School district takes “slow and steady path” in mental illness initiative
February 16, 2017
“I’ll start,” a woman across from me said after a moment of silence. She sat upright and rested her arms on the round table. “I’m here because, in 2014, my brother took his life.”
The man to my right, Wade VanBragt, stared at his phone as we talked. He forced himself to look up when it was his turn.
“I lost my daughter, a teen, last March,” he said. His voice wavered and his eyes watered, but his face remained composed. “Her name is Kylie. I never knew she had any type of depression. March 21st. She was doing her homework, said love you, closed her door. Next morning she was gone.”
He showed us the picture he was staring at. A seventh-grader in a white tee-shirt watched me from his iPhone. Her indistinguishable gray-blue eyes were fierce, but weary. Her lips, smooth with maroon matte lipstick, were opened slightly as if she wanted to say something, then changed her mind.
“She’s beautiful,” someone said.
“She didn’t think so,” VanBragt said. “From what I understand…I don’t even know why I’m here to be honest with you because there’s no answers.”
One by one, we went around the table and explained why we were attending the Jan. 9 Town Hall on Suicide. Since 2011, we’ve lost six students from 7th to 12th grade to death by suicide.
The Town Hall included two separate panels to discuss the problem and what’s being done to address mental illness in the community. The panel discussing what was being done included Beth Egge from the Depression and Bipolar Support Alliance (DBSA) National Office, Sarah Lewakowski from TCM Counseling, Principal Tracy Wilson, Spring Lake High School Principal Mike Gilchrist and David Neal from the North Ottawa Community Health (NOCH) Emergency Room.
The latest developments have been implemented by the school district.
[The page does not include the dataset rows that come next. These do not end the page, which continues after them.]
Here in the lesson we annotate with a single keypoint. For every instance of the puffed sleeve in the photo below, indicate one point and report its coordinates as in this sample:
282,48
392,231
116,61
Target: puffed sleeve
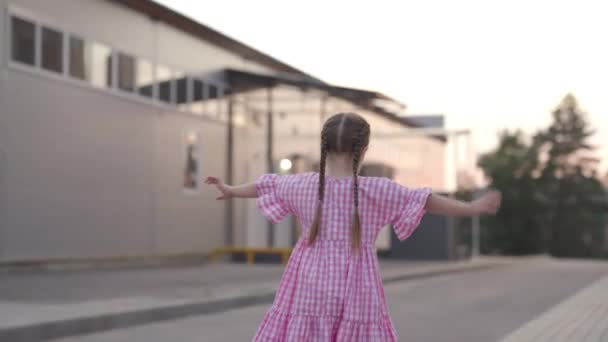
269,201
408,208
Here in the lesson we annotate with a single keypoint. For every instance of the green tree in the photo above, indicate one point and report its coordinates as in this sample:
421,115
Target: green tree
575,220
516,229
552,198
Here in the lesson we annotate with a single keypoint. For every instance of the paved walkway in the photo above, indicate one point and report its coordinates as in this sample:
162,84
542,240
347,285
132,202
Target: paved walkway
36,306
581,318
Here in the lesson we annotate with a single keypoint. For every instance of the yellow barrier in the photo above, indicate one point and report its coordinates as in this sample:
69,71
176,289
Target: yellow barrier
250,252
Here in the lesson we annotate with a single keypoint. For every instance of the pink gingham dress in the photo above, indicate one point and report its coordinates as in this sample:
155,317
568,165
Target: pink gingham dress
328,292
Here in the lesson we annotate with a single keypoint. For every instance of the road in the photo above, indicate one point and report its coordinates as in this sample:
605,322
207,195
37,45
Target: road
472,306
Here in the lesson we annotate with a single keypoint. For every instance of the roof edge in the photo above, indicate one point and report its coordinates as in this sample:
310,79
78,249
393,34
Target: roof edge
163,13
“I knew that we would need to do something with a population of 2,000 at Grand Haven High School and 100 at Central High School immediately because, in the fall of 2015, we had just recently lost our second young lady, which was our third death by suicide since 2011,” Wilson said. “We felt it very important to do something immediately with high school staff and students. In the fall of 2015, we kicked off our initiative and we have taken the slow and steady path in Grand Haven because it’s been very critical to us that we have a systematic pre-k through 12 focus that is also something that’s going to be sustainable.”
This year, they initiated a pre-k through four Second Step Program and five through eight and nine through 12 Mindfulness curriculums. The 2016-2017 school improvement lessons are focused largely on mindfulness as well.
With a grant received from 100 Women Who Care, the district re-implemented the 90-minute “Live, Love, Laugh” for freshmen and are currently continuing to research a “sustainable program.”
Several committees and clubs dedicated to improving the school’s environment have also formed. A parent committee called “You Matter” has partnered with the Team GH Committee to bring conversations to parents.
“Along with our parents, with TCM and other local agencies, we are making progress,” Wilson said. “I get typically a few times a month, an email or phone call from a parent saying thank you for doing what you’re doing because you’re giving kids the information. I got a telephone call last night and ‘I took my son or my daughter to the ER to be evaluated because of something my son or daughter put on their Facebook or Twitter or Instagram.’ Our kids aren’t afraid now to give that information to a trusted adult.”
A student committee dealing with David Staal’s book “Show Up” was created. In Wilson’s words, its purpose is to say “put down electronics, look at each other, show up for someone else for a moment or longer, you have no idea if the moment you show up for somebody will actually change the trajectory of their life.” Students also formed the Do Random Acts of Kindness (DoRAK) Club.
“Schools can’t be masters at mental health and education,” VanBragt said. “I can’t put the burden on our schools to cure the disease, but the schools should provide a safe atmosphere for students to learn without bullying in any shape or form. Zero tolerance. If the schools can provide a safe atmosphere, that would be one less battlefront children like my daughter would have to endure.”